Hi,
I have a weird situation. I am trying to scaffold a genome assembly using few Illumina mate pair libraries. The original assembly scaffold N50 is 303KB but after scaffolding using SSPACE the N50 reduces close to 160KB. I dont understand why this is happening? What confuses me is that with every mate pair library the scaffolder outputs some good numbers under Satisfied in distance/logic within a given contig pair (pre-scaffold).
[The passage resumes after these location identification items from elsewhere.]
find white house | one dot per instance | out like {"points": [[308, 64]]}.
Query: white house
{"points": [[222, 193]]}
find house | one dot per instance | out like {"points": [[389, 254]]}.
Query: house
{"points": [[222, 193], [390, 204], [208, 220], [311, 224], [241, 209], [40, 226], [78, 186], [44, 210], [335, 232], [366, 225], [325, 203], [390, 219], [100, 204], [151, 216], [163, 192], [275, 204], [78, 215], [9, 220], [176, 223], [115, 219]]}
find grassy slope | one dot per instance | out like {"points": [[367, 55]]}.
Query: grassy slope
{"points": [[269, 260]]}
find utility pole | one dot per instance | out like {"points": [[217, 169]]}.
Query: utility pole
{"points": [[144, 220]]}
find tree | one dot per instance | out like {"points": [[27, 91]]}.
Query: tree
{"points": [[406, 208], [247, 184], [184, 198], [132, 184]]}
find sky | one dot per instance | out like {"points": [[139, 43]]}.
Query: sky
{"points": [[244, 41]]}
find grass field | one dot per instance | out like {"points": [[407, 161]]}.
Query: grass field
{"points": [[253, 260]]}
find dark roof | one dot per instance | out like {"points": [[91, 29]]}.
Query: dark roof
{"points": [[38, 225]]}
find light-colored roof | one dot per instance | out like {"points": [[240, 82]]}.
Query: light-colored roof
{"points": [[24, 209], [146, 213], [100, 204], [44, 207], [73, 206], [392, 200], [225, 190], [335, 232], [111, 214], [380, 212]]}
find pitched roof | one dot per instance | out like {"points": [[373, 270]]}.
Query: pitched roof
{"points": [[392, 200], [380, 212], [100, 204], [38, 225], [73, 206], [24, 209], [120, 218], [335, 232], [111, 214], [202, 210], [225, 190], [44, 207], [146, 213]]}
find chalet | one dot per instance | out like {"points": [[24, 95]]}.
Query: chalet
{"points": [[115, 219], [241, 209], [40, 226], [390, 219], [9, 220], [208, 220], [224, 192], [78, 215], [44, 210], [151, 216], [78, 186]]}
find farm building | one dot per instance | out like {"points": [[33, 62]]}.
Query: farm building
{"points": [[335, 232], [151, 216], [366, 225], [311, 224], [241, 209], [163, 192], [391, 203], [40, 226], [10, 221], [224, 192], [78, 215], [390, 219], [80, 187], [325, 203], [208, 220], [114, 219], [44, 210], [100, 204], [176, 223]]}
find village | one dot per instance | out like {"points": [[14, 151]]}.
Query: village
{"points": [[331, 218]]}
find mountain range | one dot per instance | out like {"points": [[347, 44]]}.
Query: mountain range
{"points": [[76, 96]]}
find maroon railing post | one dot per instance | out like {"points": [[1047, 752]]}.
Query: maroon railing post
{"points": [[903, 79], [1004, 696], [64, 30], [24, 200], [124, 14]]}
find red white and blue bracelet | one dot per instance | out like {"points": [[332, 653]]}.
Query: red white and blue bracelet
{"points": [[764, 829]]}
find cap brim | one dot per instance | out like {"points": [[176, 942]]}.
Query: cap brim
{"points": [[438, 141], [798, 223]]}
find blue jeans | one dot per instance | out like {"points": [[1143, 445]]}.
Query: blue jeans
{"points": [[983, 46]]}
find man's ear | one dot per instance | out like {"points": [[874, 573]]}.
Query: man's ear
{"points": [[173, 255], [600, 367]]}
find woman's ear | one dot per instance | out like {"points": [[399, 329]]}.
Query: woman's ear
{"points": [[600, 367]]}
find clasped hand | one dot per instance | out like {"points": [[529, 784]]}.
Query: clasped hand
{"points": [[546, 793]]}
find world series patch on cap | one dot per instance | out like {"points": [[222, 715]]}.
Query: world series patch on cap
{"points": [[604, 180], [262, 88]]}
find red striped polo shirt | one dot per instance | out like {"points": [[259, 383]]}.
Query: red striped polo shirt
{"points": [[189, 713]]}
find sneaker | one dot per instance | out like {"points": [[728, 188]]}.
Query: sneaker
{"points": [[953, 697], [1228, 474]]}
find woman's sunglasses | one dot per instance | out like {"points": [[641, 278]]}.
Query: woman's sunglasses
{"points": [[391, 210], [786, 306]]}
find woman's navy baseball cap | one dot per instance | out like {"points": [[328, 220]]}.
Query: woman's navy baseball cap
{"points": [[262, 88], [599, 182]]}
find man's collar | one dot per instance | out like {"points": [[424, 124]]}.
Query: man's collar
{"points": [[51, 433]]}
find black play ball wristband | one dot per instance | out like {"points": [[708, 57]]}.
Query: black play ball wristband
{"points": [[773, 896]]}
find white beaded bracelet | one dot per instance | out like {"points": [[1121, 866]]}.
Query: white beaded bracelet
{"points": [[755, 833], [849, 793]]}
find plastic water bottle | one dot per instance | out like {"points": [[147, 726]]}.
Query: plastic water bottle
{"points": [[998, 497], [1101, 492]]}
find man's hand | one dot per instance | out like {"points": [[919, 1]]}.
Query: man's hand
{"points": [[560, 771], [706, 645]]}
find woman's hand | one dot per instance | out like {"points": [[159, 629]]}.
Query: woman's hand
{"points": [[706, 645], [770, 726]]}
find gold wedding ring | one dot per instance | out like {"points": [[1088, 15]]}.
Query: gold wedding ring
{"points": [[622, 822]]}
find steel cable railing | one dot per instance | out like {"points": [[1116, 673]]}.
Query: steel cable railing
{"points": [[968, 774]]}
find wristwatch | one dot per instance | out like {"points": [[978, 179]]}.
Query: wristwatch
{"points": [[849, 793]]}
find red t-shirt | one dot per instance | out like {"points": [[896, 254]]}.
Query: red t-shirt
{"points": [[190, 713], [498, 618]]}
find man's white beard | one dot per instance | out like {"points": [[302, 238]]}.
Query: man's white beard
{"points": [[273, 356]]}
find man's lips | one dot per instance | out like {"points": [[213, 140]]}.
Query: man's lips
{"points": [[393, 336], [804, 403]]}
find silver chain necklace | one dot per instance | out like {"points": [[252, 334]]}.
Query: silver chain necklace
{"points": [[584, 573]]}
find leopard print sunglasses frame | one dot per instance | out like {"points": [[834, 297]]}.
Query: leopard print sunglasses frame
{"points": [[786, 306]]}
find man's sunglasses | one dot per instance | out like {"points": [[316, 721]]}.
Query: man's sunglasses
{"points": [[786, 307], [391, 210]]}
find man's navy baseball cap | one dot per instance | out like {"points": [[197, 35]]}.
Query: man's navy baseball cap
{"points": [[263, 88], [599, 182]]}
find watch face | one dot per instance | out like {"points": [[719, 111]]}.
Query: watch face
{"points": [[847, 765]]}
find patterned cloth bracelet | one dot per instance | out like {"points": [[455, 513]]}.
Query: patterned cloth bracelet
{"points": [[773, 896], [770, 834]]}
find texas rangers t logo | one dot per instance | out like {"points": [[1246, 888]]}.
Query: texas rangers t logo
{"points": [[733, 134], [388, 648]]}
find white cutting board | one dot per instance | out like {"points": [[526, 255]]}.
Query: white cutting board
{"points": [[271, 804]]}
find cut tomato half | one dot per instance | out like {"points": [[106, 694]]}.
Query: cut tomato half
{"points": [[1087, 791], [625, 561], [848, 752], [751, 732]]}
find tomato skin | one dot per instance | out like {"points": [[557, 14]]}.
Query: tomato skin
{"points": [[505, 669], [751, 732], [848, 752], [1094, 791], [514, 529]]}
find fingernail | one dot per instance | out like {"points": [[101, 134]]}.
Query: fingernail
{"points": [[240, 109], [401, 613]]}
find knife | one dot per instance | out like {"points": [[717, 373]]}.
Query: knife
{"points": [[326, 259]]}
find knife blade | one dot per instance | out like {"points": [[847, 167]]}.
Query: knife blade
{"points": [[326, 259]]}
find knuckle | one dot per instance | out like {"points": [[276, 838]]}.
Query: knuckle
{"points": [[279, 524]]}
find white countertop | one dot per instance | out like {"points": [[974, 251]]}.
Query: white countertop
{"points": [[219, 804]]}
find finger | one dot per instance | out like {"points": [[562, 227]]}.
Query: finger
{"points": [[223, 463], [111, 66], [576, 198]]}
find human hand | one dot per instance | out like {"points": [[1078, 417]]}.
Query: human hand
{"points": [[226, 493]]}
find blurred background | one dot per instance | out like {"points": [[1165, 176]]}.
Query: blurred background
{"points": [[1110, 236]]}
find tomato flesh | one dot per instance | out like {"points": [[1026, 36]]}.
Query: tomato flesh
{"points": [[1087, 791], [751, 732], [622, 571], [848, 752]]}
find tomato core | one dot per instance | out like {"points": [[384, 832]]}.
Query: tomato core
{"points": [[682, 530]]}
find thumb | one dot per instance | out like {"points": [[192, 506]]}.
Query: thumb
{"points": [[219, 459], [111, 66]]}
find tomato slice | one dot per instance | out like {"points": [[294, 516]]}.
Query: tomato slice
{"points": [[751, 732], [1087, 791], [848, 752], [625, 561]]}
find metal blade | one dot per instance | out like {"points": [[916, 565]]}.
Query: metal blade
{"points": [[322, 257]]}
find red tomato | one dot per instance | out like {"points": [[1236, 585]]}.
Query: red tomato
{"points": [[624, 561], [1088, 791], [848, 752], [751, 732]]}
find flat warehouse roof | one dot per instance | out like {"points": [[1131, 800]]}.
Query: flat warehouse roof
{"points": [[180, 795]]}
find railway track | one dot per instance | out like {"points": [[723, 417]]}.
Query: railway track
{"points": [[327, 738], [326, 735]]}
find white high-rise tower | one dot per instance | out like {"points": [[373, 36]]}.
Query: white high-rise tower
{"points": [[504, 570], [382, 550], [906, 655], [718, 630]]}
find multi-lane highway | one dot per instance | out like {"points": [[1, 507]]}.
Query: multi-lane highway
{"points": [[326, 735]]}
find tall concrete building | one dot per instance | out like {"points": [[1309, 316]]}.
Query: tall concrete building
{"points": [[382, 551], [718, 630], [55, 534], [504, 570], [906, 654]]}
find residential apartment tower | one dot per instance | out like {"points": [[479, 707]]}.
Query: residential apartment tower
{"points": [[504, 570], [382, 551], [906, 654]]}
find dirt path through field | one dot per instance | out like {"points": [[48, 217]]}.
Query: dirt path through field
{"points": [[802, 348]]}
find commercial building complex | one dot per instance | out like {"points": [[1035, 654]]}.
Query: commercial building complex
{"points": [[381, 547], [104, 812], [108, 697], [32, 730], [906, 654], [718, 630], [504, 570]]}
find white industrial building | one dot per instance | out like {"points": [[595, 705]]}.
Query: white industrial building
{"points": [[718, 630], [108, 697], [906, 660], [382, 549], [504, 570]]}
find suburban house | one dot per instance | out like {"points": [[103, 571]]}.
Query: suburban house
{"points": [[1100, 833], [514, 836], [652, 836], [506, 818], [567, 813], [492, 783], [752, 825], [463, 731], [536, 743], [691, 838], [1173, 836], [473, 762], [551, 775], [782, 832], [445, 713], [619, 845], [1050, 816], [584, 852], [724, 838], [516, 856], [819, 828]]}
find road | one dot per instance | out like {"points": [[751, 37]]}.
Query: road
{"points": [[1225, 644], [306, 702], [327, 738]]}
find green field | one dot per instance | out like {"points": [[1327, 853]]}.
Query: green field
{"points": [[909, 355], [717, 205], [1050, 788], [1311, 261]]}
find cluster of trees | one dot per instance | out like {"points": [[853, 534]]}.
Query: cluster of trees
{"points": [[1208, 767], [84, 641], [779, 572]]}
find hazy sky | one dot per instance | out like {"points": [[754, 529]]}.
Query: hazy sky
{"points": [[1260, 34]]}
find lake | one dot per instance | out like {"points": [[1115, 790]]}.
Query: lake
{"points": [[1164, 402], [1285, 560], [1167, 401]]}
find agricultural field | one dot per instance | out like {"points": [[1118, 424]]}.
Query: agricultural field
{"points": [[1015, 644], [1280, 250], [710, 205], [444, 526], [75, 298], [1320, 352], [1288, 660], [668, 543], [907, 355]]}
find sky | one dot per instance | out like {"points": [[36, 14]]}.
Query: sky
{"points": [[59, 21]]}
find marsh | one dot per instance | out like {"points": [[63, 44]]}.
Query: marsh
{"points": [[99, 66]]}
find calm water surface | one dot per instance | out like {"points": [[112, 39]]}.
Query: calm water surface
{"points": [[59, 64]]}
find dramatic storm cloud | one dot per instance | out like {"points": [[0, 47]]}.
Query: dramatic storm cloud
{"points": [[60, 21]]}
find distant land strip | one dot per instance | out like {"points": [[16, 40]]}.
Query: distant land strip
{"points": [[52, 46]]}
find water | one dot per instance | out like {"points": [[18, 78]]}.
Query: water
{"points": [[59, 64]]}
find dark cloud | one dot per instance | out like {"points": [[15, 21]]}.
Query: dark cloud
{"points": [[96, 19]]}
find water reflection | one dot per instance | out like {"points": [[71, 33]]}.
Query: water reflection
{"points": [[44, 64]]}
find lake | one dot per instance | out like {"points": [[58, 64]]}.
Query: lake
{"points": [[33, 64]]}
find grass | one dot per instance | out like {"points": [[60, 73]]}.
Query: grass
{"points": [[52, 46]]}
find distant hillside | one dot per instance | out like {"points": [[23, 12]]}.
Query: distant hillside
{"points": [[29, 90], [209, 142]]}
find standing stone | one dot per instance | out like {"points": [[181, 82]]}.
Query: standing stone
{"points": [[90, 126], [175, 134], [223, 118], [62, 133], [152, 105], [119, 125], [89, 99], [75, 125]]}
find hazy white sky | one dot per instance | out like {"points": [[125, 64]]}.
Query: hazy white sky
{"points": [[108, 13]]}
Here is the whole scaffolding run log:
READING READS LIB20870:
------------------------------------------------------------
Total inserted pairs = 10654771
------------------------------------------------------------
READING READS LIB20871:
------------------------------------------------------------
Total inserted pairs = 13697194
------------------------------------------------------------
READING READS LIB20872:
------------------------------------------------------------
Total inserted pairs = 12879817
------------------------------------------------------------
READING READS LIB20873:
------------------------------------------------------------
Total inserted pairs = 15300189
------------------------------------------------------------
READING READS LIB20874:
------------------------------------------------------------
Total inserted pairs = 14841054
------------------------------------------------------------
LIBRARY LIB20870 STATS:
################################################################################
MAPPING READS TO CONTIGS:
------------------------------------------------------------
Number of single reads found on contigs = 9753025
Number of read-pairs used for pairing contigs / total pairs = 3549531 / 3566951
------------------------------------------------------------
READ PAIRS STATS:
Assembled pairs: 3549531 (7099062 sequences)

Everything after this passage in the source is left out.